Sementara itu Charles Jencks, yang diakui sebagai mahaguru arsitektur postmodern, dalam bukunya The Language of Postmodern Architecture (1977), menyebut beberapa atribut konsep arsitektur postmodern. Beberapa atribut tersebut adalah metafora, historisitas, ekletisisme, regionalisme, adhocism, semantik, perbedaan gaya, pluralisme, sensitivisme, ironisme, parodi dan tradisionalisme (Bertens, 1995: 58). Lebih lanjut arsitektur postmodern, menurut Jencks juga memiliki sifat-sifat hibrida, kompleks, terbuka, kolase, ornamental, simbolis dan humoris. Jencks juga menyatakan bahwa konsep arsitektur postmodern ditandai oleh suatu ciri yang disebutnya double coding. Double coding adalah prinsip arsitektur postmodern yang memuat tanda, kode dan gaya yang berbeda dalam suatu konstruksi bangunan. Arsitektur postmodern yang menerapkan prinsip double coding selalu merupakan campuran ekletis antara tradisional/modern, populer/tinggi, Barat/Timur, atau sederhana/complicated.
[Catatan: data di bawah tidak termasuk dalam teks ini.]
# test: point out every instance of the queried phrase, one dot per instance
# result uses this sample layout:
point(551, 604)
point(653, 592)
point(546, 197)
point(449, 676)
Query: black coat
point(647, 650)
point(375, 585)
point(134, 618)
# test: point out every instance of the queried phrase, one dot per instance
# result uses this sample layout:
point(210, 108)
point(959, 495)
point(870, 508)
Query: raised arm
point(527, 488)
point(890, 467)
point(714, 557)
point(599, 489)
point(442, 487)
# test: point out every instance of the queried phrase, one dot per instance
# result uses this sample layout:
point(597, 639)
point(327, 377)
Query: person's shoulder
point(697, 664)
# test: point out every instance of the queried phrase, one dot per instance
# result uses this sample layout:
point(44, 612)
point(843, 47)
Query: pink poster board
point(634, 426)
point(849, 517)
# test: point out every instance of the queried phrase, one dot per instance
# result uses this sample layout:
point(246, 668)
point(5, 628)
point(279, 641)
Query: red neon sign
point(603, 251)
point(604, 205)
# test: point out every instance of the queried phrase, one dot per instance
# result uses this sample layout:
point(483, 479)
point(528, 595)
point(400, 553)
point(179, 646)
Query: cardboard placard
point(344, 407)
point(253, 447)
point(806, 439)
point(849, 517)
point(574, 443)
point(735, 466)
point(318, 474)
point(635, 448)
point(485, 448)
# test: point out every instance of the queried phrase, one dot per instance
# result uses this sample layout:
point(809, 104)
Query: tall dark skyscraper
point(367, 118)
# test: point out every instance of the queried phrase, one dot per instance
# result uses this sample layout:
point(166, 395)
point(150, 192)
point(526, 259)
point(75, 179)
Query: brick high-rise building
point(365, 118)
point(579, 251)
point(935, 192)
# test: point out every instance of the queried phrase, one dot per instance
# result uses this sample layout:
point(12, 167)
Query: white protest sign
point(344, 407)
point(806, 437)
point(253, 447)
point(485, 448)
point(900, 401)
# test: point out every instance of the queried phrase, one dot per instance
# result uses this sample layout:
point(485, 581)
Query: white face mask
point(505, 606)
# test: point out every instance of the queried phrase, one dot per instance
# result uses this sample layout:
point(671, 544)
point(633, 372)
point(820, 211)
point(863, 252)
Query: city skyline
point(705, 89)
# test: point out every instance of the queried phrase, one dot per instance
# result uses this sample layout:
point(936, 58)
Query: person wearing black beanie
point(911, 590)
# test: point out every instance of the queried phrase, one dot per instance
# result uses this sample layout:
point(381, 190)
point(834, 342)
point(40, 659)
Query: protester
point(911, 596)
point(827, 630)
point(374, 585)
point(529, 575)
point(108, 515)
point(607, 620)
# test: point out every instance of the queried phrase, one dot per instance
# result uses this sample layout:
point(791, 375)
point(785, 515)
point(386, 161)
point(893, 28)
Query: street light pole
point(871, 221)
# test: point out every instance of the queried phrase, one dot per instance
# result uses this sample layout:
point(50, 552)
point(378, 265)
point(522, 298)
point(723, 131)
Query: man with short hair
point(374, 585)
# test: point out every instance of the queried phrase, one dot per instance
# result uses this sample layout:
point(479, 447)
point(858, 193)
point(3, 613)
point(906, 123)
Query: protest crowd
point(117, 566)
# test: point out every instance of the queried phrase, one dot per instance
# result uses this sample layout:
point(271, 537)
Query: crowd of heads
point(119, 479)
Memasuki rentang tahun 1980-an, tema postmodernisme mulai mendapat perhatian yang lebih serius. Upaya membangun kerangka teoritis terhadap tema ini terutama berlangsung dalam lapangan filsafat. Dalam bidang filsafat, istilah postmodernisme kerap dipergunakan dengan acuan yang sangat beragam. Walaupun karya masterpiece Jean Francois Lyotard, The Postmodern Condition: A Report on Knowledge (1984), tetap menjadi acuan kunci, namun banyak kalangan mengaitkan istilah itu dengan teori dekonstruksi Derrida, semiologi Barthes, semiotika Eco, poststrukturalisme Foucault, hermeneutika Gadamer sampai kepada pemikiran holistisisme Capra, Prigogine dan Whitehead.
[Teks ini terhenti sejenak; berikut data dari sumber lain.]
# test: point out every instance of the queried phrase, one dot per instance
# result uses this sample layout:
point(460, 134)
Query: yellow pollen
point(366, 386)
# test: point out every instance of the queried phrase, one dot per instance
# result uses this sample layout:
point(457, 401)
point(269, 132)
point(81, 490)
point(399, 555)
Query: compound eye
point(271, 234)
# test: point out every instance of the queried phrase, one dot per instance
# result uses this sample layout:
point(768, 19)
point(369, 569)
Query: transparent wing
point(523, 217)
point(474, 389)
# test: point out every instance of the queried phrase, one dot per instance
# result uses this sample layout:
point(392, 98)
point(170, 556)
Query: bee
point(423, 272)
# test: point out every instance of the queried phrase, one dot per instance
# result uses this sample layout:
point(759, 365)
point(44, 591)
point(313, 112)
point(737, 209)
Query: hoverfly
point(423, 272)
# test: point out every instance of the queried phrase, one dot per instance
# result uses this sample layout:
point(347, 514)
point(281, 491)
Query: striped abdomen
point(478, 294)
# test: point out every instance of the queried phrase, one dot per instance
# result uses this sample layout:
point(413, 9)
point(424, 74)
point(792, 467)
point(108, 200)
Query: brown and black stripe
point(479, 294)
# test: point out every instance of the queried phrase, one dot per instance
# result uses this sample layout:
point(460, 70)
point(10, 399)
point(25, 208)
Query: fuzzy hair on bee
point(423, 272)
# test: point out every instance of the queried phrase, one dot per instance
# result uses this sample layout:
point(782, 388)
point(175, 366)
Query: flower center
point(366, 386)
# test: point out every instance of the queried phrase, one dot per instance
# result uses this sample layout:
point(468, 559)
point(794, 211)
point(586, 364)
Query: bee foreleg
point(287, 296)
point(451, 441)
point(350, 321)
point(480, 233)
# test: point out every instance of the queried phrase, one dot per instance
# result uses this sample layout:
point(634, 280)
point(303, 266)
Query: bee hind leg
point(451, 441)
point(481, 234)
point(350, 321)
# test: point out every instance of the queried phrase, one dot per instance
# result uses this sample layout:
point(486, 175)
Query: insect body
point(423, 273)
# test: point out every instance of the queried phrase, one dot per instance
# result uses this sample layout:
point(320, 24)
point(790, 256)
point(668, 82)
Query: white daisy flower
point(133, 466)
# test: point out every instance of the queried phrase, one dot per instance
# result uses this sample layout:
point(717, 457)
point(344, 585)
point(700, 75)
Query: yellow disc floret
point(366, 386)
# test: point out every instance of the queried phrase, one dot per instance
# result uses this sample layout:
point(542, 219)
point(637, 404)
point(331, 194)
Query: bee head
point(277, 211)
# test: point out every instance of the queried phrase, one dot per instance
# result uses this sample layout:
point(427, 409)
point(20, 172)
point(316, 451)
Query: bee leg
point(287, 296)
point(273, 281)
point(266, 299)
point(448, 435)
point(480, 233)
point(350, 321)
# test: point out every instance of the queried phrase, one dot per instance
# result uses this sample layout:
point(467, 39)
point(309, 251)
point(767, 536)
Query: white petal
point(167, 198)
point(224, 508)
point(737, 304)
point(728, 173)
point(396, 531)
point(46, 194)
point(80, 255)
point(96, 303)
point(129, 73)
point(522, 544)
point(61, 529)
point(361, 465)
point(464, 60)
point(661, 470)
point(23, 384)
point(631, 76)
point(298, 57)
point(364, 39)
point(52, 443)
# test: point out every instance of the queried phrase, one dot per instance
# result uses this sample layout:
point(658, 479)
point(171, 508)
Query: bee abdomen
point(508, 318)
Istilah postmodernisme juga sering dirujukkan pada berbagai fenomena realitas masyarakat kontemporer sebagai masyarakat post-industri (post-industrial society), masyarakat komputer (computer society), masyarakat konsumer (consumer society), masyarakat media (media society), masyarakat tontonan (spectacle society) atau masyarakat tanda (semiurgy society). Sementara kalangan memandang postmodernisme sebagai bagian dari proyek modernisme yang belum usai (misalnya Juergen Habermas dan Mahzab Frankfurt generasi kedua), sementara kalangan yang lain memandang postmodernisme sebagai penolakan radikal terhadap nilai-nilai dan asumsi-asumsi modernisme (misalnya Lyotard, Derrida, Foucault). Pauline M. Rosenau, dalam bukunya Postmodernism and Social Sciences (1992), membedakan postmodernisme menjadi dua bentuk.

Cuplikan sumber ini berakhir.